Balipustakanews.com, Denpasar – Gubernur Bali Wayan Koster mengeluarkan Surat Edaran (SE) Nomor 09 Tahun 2025 tentang Gerakan Bali Bersih Sampah pada Minggu (6/4). SE ini menginstruksikan agar setiap desa, kelurahan, desa adat, serta sektor usaha seperti hotel dan restoran bertanggung jawab mengelola sampah mereka secara mandiri.
Koster menegaskan bahwa pihak yang gagal mengelola sampah sesuai ketentuan akan dikenai sanksi tegas. Untuk desa, kelurahan, dan desa adat yang tidak menjalankan pengelolaan sampah berbasis sumber dan pembatasan penggunaan plastik sekali pakai, pemerintah akan menunda pemberian bantuan dana. Sedangkan untuk hotel, restoran, dan pelaku usaha lainnya yang melanggar, izin usaha mereka akan dicabut.
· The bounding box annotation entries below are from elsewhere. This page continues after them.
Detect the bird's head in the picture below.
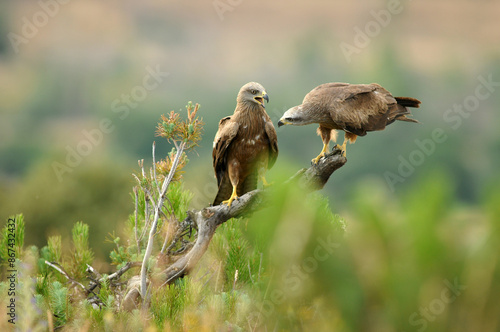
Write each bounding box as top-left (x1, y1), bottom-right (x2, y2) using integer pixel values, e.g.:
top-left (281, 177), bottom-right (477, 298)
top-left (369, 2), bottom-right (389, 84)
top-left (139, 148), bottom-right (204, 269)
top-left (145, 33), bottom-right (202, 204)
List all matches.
top-left (278, 105), bottom-right (312, 127)
top-left (236, 82), bottom-right (269, 108)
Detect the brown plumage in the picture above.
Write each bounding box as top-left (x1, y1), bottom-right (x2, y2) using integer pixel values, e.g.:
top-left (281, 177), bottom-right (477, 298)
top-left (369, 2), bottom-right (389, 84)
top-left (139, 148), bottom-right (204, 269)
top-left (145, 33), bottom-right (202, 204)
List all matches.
top-left (278, 83), bottom-right (420, 163)
top-left (212, 82), bottom-right (278, 206)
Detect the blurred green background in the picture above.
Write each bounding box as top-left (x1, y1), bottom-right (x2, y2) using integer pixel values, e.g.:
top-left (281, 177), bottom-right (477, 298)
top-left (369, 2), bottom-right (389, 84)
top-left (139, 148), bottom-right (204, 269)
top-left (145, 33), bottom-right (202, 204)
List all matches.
top-left (0, 0), bottom-right (500, 259)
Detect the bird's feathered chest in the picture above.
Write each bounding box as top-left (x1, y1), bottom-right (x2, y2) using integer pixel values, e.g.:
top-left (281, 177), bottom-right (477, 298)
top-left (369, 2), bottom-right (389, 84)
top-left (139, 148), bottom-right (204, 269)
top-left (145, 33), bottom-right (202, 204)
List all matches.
top-left (230, 107), bottom-right (269, 160)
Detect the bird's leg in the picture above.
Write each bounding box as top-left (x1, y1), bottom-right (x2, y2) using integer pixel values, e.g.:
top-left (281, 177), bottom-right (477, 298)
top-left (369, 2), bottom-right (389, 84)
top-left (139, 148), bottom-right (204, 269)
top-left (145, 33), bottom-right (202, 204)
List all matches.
top-left (221, 160), bottom-right (240, 207)
top-left (311, 125), bottom-right (336, 164)
top-left (337, 138), bottom-right (347, 157)
top-left (222, 185), bottom-right (238, 207)
top-left (311, 142), bottom-right (328, 164)
top-left (257, 163), bottom-right (272, 188)
top-left (336, 132), bottom-right (358, 157)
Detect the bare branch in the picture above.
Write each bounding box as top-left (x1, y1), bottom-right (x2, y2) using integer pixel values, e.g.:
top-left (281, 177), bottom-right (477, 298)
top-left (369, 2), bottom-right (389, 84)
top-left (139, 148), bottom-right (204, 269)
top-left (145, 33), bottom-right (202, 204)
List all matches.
top-left (140, 142), bottom-right (186, 299)
top-left (154, 149), bottom-right (347, 285)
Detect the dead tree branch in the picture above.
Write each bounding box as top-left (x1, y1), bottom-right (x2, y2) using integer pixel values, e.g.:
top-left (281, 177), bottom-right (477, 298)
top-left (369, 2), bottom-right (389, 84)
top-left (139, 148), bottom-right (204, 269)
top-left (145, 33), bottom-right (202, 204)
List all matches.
top-left (123, 149), bottom-right (347, 308)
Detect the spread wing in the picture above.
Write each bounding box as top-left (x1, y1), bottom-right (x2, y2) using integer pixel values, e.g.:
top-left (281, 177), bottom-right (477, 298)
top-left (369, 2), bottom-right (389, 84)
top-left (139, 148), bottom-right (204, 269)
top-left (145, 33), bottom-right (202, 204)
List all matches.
top-left (304, 83), bottom-right (411, 136)
top-left (212, 116), bottom-right (239, 186)
top-left (265, 119), bottom-right (278, 169)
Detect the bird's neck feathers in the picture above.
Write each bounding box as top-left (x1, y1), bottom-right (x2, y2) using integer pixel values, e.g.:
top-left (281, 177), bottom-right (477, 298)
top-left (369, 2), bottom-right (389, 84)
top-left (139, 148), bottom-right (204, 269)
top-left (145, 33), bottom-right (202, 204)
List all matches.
top-left (234, 102), bottom-right (268, 121)
top-left (301, 104), bottom-right (332, 124)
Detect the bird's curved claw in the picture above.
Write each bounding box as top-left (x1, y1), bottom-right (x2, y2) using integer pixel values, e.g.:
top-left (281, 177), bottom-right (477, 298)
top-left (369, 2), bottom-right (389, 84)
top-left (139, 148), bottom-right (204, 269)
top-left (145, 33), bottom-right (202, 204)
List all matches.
top-left (334, 144), bottom-right (347, 158)
top-left (311, 152), bottom-right (325, 164)
top-left (221, 194), bottom-right (238, 208)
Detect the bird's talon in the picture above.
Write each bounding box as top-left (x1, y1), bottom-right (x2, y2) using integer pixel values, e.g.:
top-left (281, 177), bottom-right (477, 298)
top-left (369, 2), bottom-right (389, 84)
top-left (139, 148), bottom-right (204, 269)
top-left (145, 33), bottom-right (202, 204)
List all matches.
top-left (311, 153), bottom-right (325, 164)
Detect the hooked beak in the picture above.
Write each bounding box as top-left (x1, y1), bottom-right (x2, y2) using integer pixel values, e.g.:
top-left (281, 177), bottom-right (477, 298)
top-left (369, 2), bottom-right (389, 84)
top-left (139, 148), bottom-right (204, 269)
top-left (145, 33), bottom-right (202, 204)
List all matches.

Detail sanksi dalam SE Nomor 09 Tahun 2025 adalah sebagai berikut:
Desa/Kelurahan dan/atau Desa Adat yang tidak melaksanakan pengelolaan sampah sesuai aturan akan mengalami:
a. Penundaan bantuan dana,
b. Penundaan pencairan insentif bagi Kepala Desa dan perangkatnya,
c. Penundaan pencairan dana bantuan untuk Desa Adat,
d. Tidak mendapat bantuan atau fasilitasi program khusus.Pelaku usaha (hotel, pusat perbelanjaan, restoran, kafe) yang melanggar akan dikenai:
a. Peninjauan ulang atau pencabutan izin usaha,
b. Pengumuman kepada publik melalui media sosial bahwa usaha tersebut tidak ramah lingkungan dan tidak layak dikunjungi.